Aspect Regular Function Generator
Keyword return yield
Execution Runs to completion Pauses at each yield
Memory All results in memory One value at a time
Returns Value Generator iterator
State Lost after return Preserved between yields
Reusable Call again Must create new generator

Code Example

# Regular function: stores ALL values in memory
def get_squares_list(n):
    result = []
    for i in range(n):
        result.append(i ** 2)
    return result  # 1 billion items = ~8 GB RAM!

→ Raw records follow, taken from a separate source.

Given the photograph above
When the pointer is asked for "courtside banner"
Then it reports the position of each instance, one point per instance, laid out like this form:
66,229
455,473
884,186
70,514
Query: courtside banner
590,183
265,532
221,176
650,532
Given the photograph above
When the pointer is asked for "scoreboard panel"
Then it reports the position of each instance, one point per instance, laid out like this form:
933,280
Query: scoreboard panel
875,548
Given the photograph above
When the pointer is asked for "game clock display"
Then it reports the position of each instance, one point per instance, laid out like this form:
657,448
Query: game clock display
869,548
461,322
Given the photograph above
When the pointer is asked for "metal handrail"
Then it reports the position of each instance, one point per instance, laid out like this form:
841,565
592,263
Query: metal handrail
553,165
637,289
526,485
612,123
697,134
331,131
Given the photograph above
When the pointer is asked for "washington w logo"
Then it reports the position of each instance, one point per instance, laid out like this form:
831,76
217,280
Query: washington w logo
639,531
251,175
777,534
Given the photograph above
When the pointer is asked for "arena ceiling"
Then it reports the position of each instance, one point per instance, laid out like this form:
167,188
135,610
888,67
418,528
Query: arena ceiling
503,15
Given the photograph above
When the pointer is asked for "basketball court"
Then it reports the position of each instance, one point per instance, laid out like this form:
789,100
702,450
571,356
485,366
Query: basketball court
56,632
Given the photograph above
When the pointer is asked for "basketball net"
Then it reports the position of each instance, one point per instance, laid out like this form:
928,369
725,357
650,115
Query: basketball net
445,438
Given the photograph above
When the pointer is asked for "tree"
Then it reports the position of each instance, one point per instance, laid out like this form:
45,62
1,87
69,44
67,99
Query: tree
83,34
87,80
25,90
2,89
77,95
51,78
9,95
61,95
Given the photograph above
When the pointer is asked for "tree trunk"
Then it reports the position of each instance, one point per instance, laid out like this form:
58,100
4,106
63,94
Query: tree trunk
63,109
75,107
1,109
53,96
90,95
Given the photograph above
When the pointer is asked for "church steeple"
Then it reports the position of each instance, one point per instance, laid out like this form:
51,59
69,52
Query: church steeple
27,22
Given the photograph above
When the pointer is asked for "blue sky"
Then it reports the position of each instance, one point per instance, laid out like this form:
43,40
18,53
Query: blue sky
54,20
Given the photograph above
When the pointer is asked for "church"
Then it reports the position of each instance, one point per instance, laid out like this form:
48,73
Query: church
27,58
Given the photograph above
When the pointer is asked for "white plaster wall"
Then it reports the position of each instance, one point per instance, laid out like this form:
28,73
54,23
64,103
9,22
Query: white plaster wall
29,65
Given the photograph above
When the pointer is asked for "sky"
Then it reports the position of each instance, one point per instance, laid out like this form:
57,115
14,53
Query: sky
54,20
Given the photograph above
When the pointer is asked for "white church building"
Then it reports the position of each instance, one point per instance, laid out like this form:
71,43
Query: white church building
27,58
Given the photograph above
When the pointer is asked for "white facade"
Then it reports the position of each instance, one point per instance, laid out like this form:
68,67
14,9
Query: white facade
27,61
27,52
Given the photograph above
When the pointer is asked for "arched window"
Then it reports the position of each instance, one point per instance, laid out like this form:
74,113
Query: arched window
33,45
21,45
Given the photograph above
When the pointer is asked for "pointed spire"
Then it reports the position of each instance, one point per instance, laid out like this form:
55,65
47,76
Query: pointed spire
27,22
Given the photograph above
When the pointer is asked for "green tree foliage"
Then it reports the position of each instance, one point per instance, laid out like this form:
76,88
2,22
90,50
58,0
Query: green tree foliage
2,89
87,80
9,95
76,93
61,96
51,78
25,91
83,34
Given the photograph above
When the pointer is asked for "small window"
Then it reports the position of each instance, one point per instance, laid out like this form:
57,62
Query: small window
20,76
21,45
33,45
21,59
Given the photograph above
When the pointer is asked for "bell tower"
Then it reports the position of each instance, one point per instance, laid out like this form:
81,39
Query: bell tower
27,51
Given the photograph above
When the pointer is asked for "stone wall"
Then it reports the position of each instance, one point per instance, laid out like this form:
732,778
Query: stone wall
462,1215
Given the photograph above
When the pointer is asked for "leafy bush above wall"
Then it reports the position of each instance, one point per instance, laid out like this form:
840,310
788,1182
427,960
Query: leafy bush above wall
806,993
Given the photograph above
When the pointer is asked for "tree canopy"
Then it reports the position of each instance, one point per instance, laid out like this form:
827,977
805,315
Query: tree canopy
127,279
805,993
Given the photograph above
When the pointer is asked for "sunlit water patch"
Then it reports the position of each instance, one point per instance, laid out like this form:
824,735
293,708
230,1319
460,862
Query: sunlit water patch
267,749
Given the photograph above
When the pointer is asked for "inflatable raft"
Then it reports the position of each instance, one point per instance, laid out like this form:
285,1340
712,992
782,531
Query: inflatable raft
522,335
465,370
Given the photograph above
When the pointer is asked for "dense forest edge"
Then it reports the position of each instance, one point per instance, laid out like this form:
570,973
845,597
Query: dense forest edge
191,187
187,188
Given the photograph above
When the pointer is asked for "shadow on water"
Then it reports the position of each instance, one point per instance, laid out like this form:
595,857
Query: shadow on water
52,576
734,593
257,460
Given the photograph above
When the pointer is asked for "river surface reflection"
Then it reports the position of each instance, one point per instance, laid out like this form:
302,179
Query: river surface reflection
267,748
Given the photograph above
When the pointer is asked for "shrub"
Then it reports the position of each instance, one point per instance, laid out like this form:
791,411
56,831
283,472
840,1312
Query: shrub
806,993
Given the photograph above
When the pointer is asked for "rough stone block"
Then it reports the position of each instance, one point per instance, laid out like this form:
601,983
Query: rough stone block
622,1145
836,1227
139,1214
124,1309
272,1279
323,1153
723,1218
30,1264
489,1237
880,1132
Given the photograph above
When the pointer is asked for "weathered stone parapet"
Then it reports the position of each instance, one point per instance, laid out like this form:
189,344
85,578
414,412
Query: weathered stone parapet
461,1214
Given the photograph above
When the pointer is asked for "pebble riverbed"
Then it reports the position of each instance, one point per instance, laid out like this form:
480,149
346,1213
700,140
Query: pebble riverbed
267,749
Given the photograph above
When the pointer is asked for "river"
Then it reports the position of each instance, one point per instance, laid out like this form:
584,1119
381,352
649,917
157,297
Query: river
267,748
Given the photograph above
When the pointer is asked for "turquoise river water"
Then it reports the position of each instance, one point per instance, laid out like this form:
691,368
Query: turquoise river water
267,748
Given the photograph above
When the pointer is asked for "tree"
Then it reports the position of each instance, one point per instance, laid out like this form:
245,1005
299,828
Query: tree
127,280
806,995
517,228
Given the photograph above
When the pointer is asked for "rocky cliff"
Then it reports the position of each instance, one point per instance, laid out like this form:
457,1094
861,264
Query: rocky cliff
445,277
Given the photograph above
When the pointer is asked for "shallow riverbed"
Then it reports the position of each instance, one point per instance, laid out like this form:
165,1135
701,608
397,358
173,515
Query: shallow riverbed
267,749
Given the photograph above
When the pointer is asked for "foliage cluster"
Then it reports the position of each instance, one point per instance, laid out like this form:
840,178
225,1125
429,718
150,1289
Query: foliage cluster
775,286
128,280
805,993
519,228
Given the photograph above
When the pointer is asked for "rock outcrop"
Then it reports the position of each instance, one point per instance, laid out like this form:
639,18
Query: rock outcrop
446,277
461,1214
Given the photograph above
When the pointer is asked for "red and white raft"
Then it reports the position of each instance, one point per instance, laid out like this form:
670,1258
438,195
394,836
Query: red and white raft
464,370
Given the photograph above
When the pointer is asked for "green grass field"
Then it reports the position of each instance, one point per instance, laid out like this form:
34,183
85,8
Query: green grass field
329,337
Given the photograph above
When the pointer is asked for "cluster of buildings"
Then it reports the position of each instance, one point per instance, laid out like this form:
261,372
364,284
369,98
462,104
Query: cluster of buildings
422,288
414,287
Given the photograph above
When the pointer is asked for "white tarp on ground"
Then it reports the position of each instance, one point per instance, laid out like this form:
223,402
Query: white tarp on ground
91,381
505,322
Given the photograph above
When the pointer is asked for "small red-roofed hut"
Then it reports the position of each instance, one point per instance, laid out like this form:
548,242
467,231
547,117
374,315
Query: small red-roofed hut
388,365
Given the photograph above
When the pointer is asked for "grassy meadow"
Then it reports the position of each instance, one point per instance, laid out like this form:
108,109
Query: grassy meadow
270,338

# Generator: produces ONE value at a time
def get_squares_gen(n):
    for i in range(n):
        yield i ** 2  # Pauses here, resumes on next()

# Memory comparison
squares_list = get_squares_list(1_000_000_000)  # MemoryError!
squares_gen = get_squares_gen(1_000_000_000)     # Instant, ~0 bytes
next(squares_gen)  # 0
next(squares_gen)  # 1

Generator Expressions (One-liners)

# List comprehension: creates full list in memory
squares_list = [x**2 for x in range(10_000_000)]  # ~80 MB

# Generator expression: lazy evaluation
squares_gen = (x**2 for x in range(10_000_000))   # ~0 bytes

Real-World Use Cases

Use Case Why Generator
Reading large files Process line by line without loading entire file
Streaming data Handle infinite/continuous data streams
Pipeline processing Chain transformations without intermediate lists
Database cursors Fetch rows one at a time from large result sets
API pagination Yield pages as they’re fetched

yield from — Delegating to Sub-generators

def flatten(nested_list):
    for item in nested_list:
        if isinstance(item, list):
            yield from flatten(item)  # Delegate to recursive generator
        else:
            yield item

list(flatten([1, [2, [3, 4]], 5]))  # [1, 2, 3, 4, 5]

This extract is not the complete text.